5) Come è stato accolto il libro sin’ora? Avete ricevuto contestazioni in occasione delle presentazioni?

Siamo stati molto sorpresi dall’entusiasmo che si è creato attorno a noi e al libro. In Valpolcevera, alla prima presentazione (in forma privata e per inviti) avevamo una sala gremita con circa 100 persone, un record per la “rossa” Valpolcevera. Le vendite stanno andando a gonfie vele, tanto che abbiamo già dovuto ordinare una prima ristampa. Il libro piace anche a chi non è genovese, forse attirato dal fatto che è una storia poco nota, e che l’utilizzo delle fonti è piuttosto inusuale rispetto alla tradizione.
Contestazioni ufficiali non ne abbiamo avute, se non sotto forma di negarci uno spazio pubblico per la presentazione del libro. In ogni caso, ho invitato i nostri “detrattori” a leggerlo, e forse resteranno sorpresi nel trovare che la maggior parte delle prove, sono negli archivi della Resistenza, addirittura nelle dichiarazioni e nei memoriali dei partigiani stessi. Troveranno anche il racconto di vent’anni di Fascismo in Valpolcevera, con le sue violenze e le sue sopraffazioni: non ci sono sconti per nessuno, volevamo solo raccontare la verità.

6) Quale è il vostro pensiero sulla ricorrenza del 25 aprile?

Circa 30 anni fa, l’allora responsabile dell’Msi di zona Benito Mignani, mi disse: “Mi piacerebbe che il 25 aprile stringessi la mano ad un tuo coetaneo comunista, e rendeste omaggio reciproco ai caduti: io non lo posso fare per il mio passato e le mie tragedie familiari, ma voi potete”. Egli contava 8 famigliari uccisi dai partigiani, di cui due fratelli in tenera età.
Penso alla grandezza di quest’uomo, che non poteva perdonare ma che voleva che noi giovani guardassimo avanti.

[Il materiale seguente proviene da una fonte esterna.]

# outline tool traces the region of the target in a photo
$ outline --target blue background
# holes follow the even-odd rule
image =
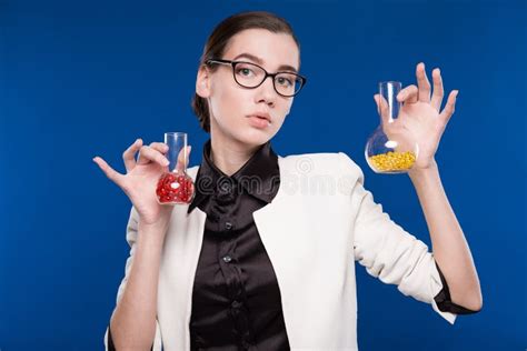
[[[459,89],[437,161],[484,309],[450,325],[357,265],[359,348],[524,350],[526,1],[418,0],[0,0],[0,349],[102,349],[130,202],[91,159],[125,171],[136,138],[185,130],[198,163],[198,60],[212,28],[242,10],[285,17],[302,46],[309,81],[275,150],[348,153],[375,200],[429,245],[409,178],[366,164],[372,96],[380,80],[415,83],[419,61]]]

Purtroppo il ragazzo di allora a cui avrei dovuto stringere la mano, ancora ieri su Facebook scriveva: “Dovevamo finire il lavoro e ammazzarli tutti“.
Questa celebrazione resta e forse resterà per sempre divisiva, proprio perchè a monopolizzarla sono gli eredi di quel pensiero ideologicamente malato.
Domani avrò un preghiera per tutti i morti di cui parlo nel mio libro e a cui è dedicato, ma anche un pensiero a Aldo Gastaldi “Bisagno”, comandante partigiano apartitico e cattolico, che con tutte le forze  (come è testimoniato sul libro) cercò, invano, di impedire le stragi del dopoguerra.